I knew from the very start that three things were needed for my success; I needed a great head chef, location, and concept. And they all had to work together. Each is the piece of a puzzle that must be in place at all times or it will inevitably lead to drama. If the issue isn’t resolved it will leak into the efficiency of the restaurant, leading to customer dissatisfaction. Customers walking away for good could spell the end for even the most successful restaurants. But I also knew a lack of accessibility would adversely affect profit. Would my restaurant be on a busy street? Were my prices affordable for that neighborhood? Was my menu offering too much, could I make it neater? Had anyone opened a similar restaurant before or was this something entirely new? These were all questions I needed to answer before I could move forward.
Something I didn’t know and had to be told, was something that saved me a lot of heartache later. Overestimate how much money you will need to keep a restaurant running. Customers might flock to your restaurant upon opening for the novelty of somewhere new to eat, but unless you have a reason for them to come back once it’s worn off you could quickly find yourself running short on money. That being said don’t attempt to save money by cutting corners concerning the guests. Determine what percentage of your profits can be put towards improvements that affect your customers. Make continual changes that make their experience fresh. There doesn’t need to a change every week or even every month, and it don’t have to be anything huge. If your customers are happy with it, you’ll be happy.
I was adverse to a lot of organization in the beginning; not wanting it to feel like a dry, office job. But I had to realize that having a clear plan kept everyone on the same page. It allowed my team to focus on their creativity, to create systems enabled us to build guest demand and add to our growth. Your restaurant isn’t the only thing that should grow. You have to be ready to evolve with it. Get used to the idea of being a teacher.

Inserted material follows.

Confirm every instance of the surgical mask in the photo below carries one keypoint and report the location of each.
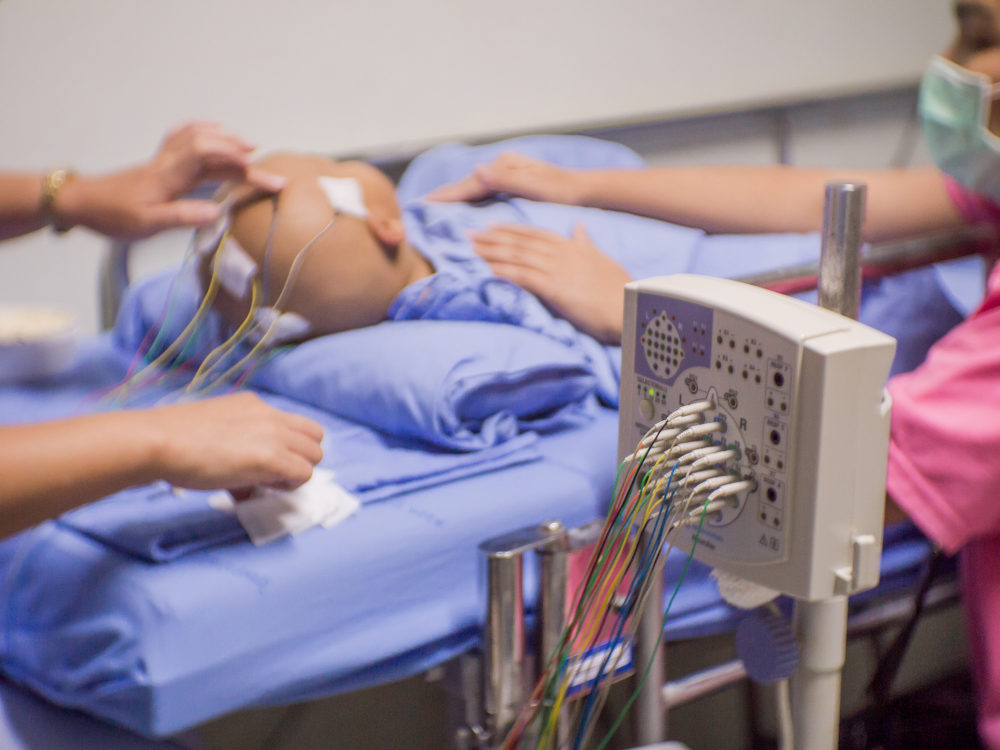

When new people come into the business you’ll have to show them the ropes. Give them a good experience and treat them like equals because you’ll never know how far people will go if you give them a reason to care. And on the flip side of that, be just as open to hiring people who know more than you. As a business owner it will be the smartest decision you can make. You can’t just have an idea. You need to find people who can help make it a reality. As the manager you’ll need to learn to delegate. You won’t be able to do it all yourself, no matter how much you want to. You need to know that the people handling different aspects of the restaurant are capable.